In the relatively small geography of southern and western Ontario, compared to the rest of North American corn production areas, the opportunities for dealing with high vomitoxin corn are few. If the ethanol plants won’t take it, and the exporters don’t want much of it, and the feed grains market needs to blend it, then the result is deep discounts.
“The market becomes very small,” said Burnett. “The only other option is to move it across the border somewhere, where it can find a significant quality of corn to blend with, which is what it is trying to find.”
Across the line in Michigan, it’s relatively easy to access corn for blending from corn-growing states such as Ohio and Indiana. U.S. exports of corn are still good, he said, which means that there’s more impetus to blend the poor quality Michigan corn and get it out through the Gulf of Mexico ports to other destinations. As a result, the ethanol companies in Michigan didn’t have to discount as deeply.
Kabbes said the Michigan-Ontario price spread wasn’t as large at the end of the season and that the Michigan growers are already taking a lower farm-gate price than in Ontario.
Why should the seller take the entire discount?
Blake Vince, as well as other farmers who have talked to Farmtario, question why farmers are taking the hit for the impact on DDGS, as it is a by-product of the ethanol process.
Burnett said that the distillers’ grain, similar to soybean meal coming out of a soybean oil crushing plant, is a necessary co-product that makes ethanol processing profitable.
Vince sees some of his neighbours destroying corn or plowing it down because they have no ability to store the low-quality product. They got a crop insurance claim passed through Agricorp and so destroyed the crop. Some of that would have been saleable, but would have taken much more work, time and risk to manage.
Testing has also been an issue, with farmers finding highly variable testing at sales points. Research projects have been initiated to look at better options.
Burnett said grain-handling systems have focused on high throughput and efficiency. That leaves them poorly equipped to handle the 2018 crop. This year, the cost has been pushed back onto the farmer, which may cause some to re-think their on-farm storage needs and becoming less reliant on direct shipping.
There are also pinch points for elevator systems, said Kabbes, who said his company’s capital allocations over the new few years will be examined through the lens of 2018.
“In our system, some elevators have handled it better than others,” he said. That will have an effect on planning for how to handle and store corn. Material handling will also be a capital priority, he said.
“When the ethanol business came to town we stopped cleaning corn. Now we’re firing up cleaners we haven’t used for years in order to build a better product for our end user.
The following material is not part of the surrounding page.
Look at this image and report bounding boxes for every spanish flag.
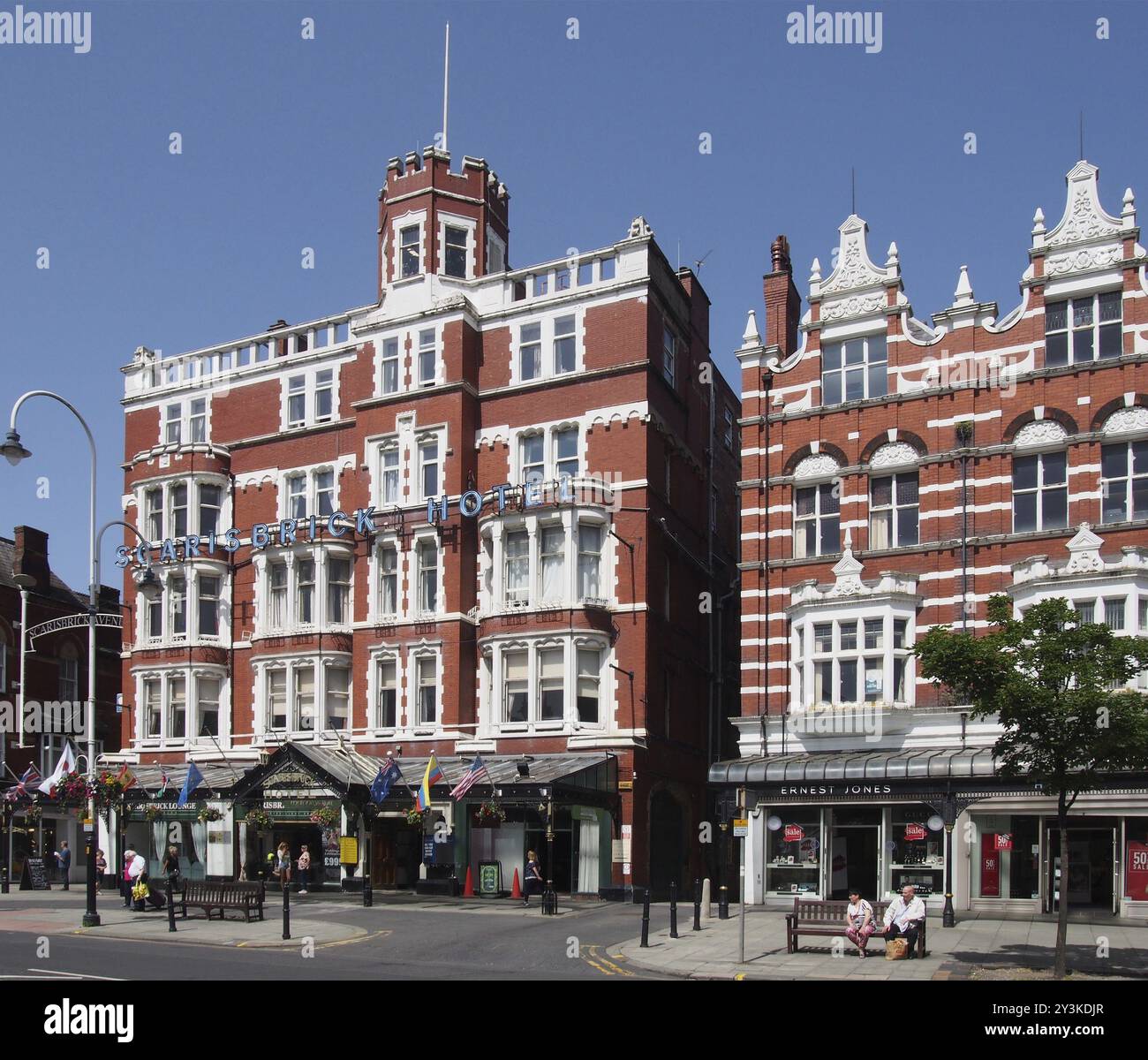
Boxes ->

These are some of the things we are managing through.”
Kabbes also takes issue with those who think the elevators are profiting highly from DON-infected corn.
“I think there’s a perception out there that the grain elevator business is going to make a mitt full of money out of blending this corn. I look at it the opposite way. I have more risk then I want to take on, and I can’t do much about it.”
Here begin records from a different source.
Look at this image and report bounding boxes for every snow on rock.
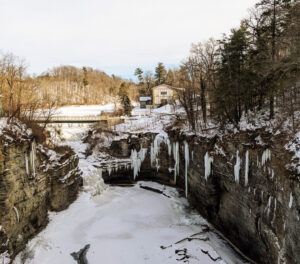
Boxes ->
[130,148,148,180]
[204,152,214,180]
[285,132,300,175]
[83,168,107,196]
[234,150,241,183]
[150,133,171,170]
[0,251,11,264]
He said that about 10 per cent of the corn that went into 25 elevators is over eight parts per million. It was taken from growers at a heavy discount, but “even as we sell this corn, I’m not sure we can blend out of this thing.”
That could mean having to hold the corn into next harvest in order to get enough corn to blend with the poor quality corn, or importing clean American corn for blending. The discount can be eaten up quickly, he said.
What he calls a “steady-eddy” approach will see most of the corn pass through the system eventually, said Burnett. Some exporters have found homes for the corn, the IGPC ethanol co-op has done unlimited DON level processing runs through its plant, using up some of the highest vomitoxin corn.
“Any end user doesn’t want eight or 10 parts per million corn. That’s why they discount the heck out of it. If a feed mill wants three parts per million corn, they are still getting that. We’ll get through it,” said Kabbes.